In einer heftigen Reaktion versucht das Immunsystem bei Patienten mit der Darmkrankheit Morbus Crohn, heimische Darmbakterien zu vertreiben. Die Folge sind schubweise auftretende Schmerzen, Durchfall und Entzündungen. Beteiligt an dieser Fehlreaktion ist offenbar ein defektes Gen, das in einer verkürzten Version vorliegt.
Bereits im frühen Erwachsenenalter macht sich die schmerzhafte Darmerkrankung Morbus Crohn, von der etwa jeder Tausendste betroffen ist, zum ersten Mal bemerkbar. Im Magen-Darm-Trakt bilden sich Geschwüre der Schleimhaut, Fisteln und vereinzelt Verengungen, die manche Patienten immer wieder auf den Operationstisch treiben. Die Lebensqualität ist über Jahre hinweg nachhaltig beeinträchtigt.

Die genauen Gründe für Fieber, Durchfall und Schmerzen im Abdomen waren bis jetzt nicht bekannt, obwohl von der Ernährung bis zum emotionalen Stress vieles als Auslöser diskutiert wurde. Die gängige Theorie sieht die Schuld in einem überempfindlichen Immunsystem, das gegenüber viralen und bakteriellen Bestandteilen im Darm überreagiert und eine unkontrollierte Entzündung hervorruft. Dass die Erkrankung in einigen Familien gehäuft auftritt, legte außerdem eine genetische Komponente nahe.

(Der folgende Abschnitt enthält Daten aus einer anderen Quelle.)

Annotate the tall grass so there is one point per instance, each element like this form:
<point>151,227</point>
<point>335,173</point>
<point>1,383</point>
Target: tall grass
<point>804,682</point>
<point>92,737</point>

Und dies scheint sich zu bestätigen. Unabhängig voneinander haben nun zwei Forschungsgruppen ein beteiligtes Gen identifizieren können. Sowohl die europäische Gruppe unter Leitung von Gilles Thomas vom Institut National de la Santé et de la Recherche Medicale als auch Wissenschaftler um Yasonuri Ogura von der University of Michigan sind sich einig: Das Gen Nod2 ist an der schmerzlichen Erkrankung beteiligt. Sein Proteinprodukt findet sich in Abwehrzellen des Immunsystems, den Monocyten, deren Aufgabe das Aufspüren und Vernichten von Eindringlingen ist. Nod2 erkennt hierbei Strukturen auf der Zelloberfläche bestimmter Bakterien, die so genannten Lipopolysaccharide.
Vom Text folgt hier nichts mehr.